Frequentemente i risentimenti da rivalità fraterna si traducono
in sintomi psicosomatici, quali fenomeni da regressione psicoemotiva
come per recuperare i «titoli» per competere con le esigenze
del nuovo arrivato (enuresi, disturbi comportamentali, alterato rapporto
con il cibo, con il sonno ect.).
Gli effetti deleteri della rivalità fraterna si ripercuotono
addirittura sulla nostra vita politica quando essi disturbano i rapporti
fra leaders, in modo inspiegabile sul piano razionale.
Pur è vero che questo tipo di rapporti può essere di
già disturbato da istanze più ancestrali provenienti
dal cosiddetto «cervello da rettile» conosciute dagli
etologi come moventi delle lotte per il predominio; tuttavia non v'è
dubbio che tali istanze vengono esacerbate da problemi connessi con
la rivalità fraterna e che si esprime per via transferale.
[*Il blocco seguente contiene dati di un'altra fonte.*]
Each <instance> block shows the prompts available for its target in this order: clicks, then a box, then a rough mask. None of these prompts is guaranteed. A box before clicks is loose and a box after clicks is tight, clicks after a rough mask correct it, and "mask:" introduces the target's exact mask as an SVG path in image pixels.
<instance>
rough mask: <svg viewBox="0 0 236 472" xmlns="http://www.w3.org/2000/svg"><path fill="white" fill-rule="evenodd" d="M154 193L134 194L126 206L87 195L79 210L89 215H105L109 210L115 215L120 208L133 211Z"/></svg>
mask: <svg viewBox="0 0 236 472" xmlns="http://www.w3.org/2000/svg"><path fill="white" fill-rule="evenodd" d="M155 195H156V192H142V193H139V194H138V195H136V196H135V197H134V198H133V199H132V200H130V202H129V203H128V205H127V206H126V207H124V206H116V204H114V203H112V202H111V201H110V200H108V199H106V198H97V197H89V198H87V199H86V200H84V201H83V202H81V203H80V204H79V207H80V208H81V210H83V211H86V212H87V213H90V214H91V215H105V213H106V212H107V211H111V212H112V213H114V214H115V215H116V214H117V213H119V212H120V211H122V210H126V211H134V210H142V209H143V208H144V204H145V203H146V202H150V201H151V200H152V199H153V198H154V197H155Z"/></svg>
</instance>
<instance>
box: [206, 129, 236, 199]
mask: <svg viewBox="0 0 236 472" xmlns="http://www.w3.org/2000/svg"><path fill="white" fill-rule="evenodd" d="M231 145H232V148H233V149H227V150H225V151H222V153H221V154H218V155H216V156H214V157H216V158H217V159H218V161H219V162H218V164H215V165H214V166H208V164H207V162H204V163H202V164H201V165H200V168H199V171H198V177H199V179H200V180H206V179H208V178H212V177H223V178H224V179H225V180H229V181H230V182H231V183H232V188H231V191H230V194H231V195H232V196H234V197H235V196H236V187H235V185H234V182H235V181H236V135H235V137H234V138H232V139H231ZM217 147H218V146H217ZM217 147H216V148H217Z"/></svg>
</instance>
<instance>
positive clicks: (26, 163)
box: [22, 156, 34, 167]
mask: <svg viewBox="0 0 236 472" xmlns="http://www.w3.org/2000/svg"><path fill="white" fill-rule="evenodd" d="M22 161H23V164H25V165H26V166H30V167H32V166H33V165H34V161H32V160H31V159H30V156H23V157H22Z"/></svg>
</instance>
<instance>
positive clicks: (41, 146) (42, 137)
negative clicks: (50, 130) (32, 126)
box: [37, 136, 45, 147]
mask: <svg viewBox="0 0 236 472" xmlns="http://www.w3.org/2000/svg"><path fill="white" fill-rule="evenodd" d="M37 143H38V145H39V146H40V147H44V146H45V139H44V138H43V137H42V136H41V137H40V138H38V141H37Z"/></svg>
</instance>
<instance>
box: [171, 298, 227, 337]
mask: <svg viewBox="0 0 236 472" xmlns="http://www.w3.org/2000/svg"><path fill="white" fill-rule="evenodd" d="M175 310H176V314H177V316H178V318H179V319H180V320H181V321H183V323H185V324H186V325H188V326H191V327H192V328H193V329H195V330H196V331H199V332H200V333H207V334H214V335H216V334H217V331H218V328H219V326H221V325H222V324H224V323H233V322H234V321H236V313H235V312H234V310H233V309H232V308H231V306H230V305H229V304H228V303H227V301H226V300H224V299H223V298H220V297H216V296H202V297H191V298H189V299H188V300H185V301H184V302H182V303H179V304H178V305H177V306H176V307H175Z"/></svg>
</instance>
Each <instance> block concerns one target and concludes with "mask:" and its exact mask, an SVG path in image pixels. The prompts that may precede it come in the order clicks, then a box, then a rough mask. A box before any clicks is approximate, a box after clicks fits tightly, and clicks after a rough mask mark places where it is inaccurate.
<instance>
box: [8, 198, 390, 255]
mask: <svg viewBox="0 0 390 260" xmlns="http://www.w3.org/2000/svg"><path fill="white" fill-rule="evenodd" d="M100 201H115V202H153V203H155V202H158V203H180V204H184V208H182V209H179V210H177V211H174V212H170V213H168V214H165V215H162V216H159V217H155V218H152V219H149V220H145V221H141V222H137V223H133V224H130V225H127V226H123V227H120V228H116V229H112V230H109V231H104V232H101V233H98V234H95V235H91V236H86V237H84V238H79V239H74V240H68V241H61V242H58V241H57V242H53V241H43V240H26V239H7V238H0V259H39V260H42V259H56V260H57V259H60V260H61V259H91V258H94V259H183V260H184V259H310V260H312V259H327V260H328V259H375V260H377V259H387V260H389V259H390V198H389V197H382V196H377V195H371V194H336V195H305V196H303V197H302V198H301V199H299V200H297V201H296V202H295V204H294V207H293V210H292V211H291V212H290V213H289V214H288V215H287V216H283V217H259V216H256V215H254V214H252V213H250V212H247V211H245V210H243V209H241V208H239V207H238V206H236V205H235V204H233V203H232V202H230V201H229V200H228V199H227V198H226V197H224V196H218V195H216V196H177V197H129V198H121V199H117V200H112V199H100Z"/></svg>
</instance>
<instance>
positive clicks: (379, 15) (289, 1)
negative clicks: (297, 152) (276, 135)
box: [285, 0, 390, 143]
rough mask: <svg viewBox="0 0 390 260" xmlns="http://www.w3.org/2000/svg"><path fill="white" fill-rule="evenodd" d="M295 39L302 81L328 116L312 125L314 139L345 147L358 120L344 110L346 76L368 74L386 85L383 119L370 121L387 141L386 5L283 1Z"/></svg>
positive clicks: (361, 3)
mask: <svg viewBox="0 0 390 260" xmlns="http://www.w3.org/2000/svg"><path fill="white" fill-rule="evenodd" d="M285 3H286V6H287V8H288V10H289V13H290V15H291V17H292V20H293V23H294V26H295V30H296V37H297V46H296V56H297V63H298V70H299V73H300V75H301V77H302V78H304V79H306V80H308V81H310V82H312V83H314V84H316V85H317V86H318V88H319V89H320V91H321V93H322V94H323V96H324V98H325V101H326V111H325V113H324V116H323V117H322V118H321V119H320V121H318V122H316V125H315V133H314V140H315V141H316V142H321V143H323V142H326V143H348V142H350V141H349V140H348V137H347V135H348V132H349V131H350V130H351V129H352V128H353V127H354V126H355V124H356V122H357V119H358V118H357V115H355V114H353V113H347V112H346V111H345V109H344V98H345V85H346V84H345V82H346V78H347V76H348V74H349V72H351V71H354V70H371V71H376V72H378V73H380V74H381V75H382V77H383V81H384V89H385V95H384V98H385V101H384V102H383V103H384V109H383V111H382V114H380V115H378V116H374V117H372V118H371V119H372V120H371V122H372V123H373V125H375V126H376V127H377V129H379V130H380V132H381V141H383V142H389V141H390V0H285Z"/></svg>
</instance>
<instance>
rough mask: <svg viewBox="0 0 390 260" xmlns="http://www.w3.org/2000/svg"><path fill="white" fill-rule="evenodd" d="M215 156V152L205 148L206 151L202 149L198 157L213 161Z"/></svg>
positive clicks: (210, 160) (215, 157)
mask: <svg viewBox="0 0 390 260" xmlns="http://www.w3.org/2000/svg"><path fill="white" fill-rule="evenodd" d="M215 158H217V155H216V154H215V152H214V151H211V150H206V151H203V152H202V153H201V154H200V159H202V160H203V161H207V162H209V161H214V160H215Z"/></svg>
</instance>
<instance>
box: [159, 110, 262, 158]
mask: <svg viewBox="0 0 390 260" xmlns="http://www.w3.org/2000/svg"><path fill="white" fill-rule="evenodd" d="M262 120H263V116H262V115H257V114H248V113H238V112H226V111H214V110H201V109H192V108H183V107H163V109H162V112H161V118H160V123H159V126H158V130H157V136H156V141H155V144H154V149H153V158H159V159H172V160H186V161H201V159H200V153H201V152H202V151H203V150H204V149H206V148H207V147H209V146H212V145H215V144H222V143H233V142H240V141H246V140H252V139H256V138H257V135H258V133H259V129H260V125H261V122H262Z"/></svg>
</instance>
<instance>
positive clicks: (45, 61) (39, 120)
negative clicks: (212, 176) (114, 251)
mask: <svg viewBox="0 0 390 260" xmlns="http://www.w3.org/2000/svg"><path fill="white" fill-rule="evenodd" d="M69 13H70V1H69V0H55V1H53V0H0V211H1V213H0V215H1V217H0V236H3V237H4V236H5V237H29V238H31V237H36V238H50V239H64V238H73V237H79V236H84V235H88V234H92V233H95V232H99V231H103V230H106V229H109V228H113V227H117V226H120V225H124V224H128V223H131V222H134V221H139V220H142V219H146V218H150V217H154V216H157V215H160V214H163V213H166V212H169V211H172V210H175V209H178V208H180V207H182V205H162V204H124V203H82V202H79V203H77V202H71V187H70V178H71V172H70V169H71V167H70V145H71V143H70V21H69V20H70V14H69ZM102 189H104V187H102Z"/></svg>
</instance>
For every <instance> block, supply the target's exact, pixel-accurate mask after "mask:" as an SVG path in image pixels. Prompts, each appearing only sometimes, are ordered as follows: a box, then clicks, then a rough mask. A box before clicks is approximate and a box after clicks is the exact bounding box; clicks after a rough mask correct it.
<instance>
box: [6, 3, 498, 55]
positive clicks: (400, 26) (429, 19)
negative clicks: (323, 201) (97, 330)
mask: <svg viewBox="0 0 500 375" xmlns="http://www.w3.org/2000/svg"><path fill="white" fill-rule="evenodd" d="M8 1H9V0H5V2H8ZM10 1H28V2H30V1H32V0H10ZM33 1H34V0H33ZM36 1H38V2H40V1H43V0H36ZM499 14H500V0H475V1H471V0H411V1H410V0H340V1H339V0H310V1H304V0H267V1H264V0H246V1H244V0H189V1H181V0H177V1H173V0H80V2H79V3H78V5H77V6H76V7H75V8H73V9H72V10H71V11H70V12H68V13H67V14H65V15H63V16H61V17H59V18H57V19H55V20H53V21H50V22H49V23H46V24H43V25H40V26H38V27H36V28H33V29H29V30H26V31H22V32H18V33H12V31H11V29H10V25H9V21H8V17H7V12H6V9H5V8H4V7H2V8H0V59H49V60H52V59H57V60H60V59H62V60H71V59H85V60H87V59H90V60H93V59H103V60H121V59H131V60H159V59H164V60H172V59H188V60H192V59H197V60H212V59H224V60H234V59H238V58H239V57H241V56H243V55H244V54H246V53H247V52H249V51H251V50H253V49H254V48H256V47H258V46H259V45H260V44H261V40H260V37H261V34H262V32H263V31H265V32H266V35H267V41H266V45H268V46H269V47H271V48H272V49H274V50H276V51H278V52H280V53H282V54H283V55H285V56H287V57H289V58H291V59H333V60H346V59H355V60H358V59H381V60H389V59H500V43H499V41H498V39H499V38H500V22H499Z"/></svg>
Va da sé che queste istanze, unitamente a tutte le altre di
tipo irrazionale, di cui si è detto, interferiscono con ogni
tipo di rapporto interpersonale e non risparmiano neanche i rapporti
fra uomini di scienza, laddove si presumerebbe che tutto avvenga sul
piano razionale;
Particolari complicazioni, a causa delle medesime interferenze che
scaturiscono «al di là della ragione”, si verificano
quotidianamente negli ambienti di lavoro, dove facilmente i rapporti
si connotano di potere, disturbando la collaborazione e compromettendo
la salute somatopsichica sia di chi svolge ruoli direttivi che «subordinati».
Anni di «educazione alle buone maniere» vanno in fumo
ed a poco o nulla serve un'istruzione di grado elevato.
Per
avere un'idea più completa dei danni provocati da avversioni
trasferali al patrimonio comune, si pensi al fatto che esse si possono
proiettare perfino contro le piante. Potremmo avere una conferma scientifica
effettuando un'indagine psicodinamica fra chi sta distruggendo il
patrimonio boschivo del nostro pianeta.